Period novels have their own "feel" and "texture". There's almost a naive quality to them. John Alexander Graham wrote this story in the early 1970s, during the height of opposition against the Viet Nam War, the Watergate break-in, Munich, and the beginning of the end of the Reserve Clause in baseball. I look at this period in U.S. history as the end of America's innocence. Reality had arrived in the guise of economic downturn, military failure, and political corruption. In many ways Snowstorm is similar to other novels of the period (like Love Story, in its sentimentality and innocence and Watership Down, in its attempt at social commentary).
Graham's Snowstorm characterizes the end of naiveté. In the story, a successful businessman, Slezak, forms a baseball team for the pure love of the game. Slezak totes around a souvenir paperweight – a snow globe with the figure of the Bambino taking a home run swing – as a reminder of how pure and wonderful the game is to him. It’s no matter that he knows little of the rules or what is required to field a team; his aim is the original “build it and they will come” model. His Wichita Wraith will not be based in Wichita, but in a Boston suburb. The fans will not care what they are called, or where they play – they will simply come to watch, like him, because they love the game.
His players, epitomized by the team's catcher Petashne, are also not professionals. Very few of them, in fact, have any experience and their only qualification is their love of the game and belief they can play. Their innocence is characterized by their individuality; when sent to purchase their uniforms each picks out an outfit that may or may not be an actual baseball uniform, but include garish features (such as buttons, or holes, or multiple colors) that each player admires. But when they get on the field, there is magic. Their passion for baseball elevates their skill level, and they start to win.

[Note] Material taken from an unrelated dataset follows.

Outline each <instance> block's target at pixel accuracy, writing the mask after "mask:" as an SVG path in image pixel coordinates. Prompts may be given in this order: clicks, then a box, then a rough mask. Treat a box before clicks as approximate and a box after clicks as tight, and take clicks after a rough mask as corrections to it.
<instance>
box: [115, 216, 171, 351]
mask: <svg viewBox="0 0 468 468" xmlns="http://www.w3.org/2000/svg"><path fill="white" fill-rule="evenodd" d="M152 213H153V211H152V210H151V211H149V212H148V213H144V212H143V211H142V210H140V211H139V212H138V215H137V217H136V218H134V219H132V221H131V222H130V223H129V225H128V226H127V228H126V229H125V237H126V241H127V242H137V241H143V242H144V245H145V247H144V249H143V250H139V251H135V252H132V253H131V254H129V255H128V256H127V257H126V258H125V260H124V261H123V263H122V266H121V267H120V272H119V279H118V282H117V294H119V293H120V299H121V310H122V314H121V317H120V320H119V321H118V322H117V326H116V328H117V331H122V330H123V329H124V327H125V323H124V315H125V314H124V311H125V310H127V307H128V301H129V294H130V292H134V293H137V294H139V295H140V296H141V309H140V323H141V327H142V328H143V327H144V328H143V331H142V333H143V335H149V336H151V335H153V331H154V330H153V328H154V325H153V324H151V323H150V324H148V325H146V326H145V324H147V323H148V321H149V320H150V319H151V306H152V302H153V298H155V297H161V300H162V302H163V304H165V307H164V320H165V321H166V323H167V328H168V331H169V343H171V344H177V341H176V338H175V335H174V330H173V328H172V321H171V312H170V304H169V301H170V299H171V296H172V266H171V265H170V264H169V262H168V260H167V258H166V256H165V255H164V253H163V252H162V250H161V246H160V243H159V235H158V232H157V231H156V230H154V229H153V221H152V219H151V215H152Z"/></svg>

The story is a metaphor for the changes affecting America during the 60s and 70s. The team is so successful that it makes the jump to the Major Leagues. But like America’s confidence in itself (such as a supreme belief in right versus wrong in Southeast Asia), it is only a matter of time before the team is overcome by the weight of its own success. The increased media attention, bureaucracy, and capitalism take their toll on the players and the game they love. In a meaningful moment toward the end, we see Petashne pick up the snow globe and observe that with all the snow circling about, it’s hard to see the figure of Babe Ruth. (“What in the world is he doing playing ball in the middle of a blizzard?”)And like the demonstrations against an unpopular war, tension finally erupts in a melee between fans, the players, and management.
I enjoyed Babe Ruth Caught in a Snowstorm, particularly when I got past the over-simplistic mindsets of the various characters and was able to read the story as the metaphor it is. This is not a piece of realism, nor a work of fantasy; Snowstorm is a work of social commentary and a tale of lost innocence. With a good bit of baseball thrown in.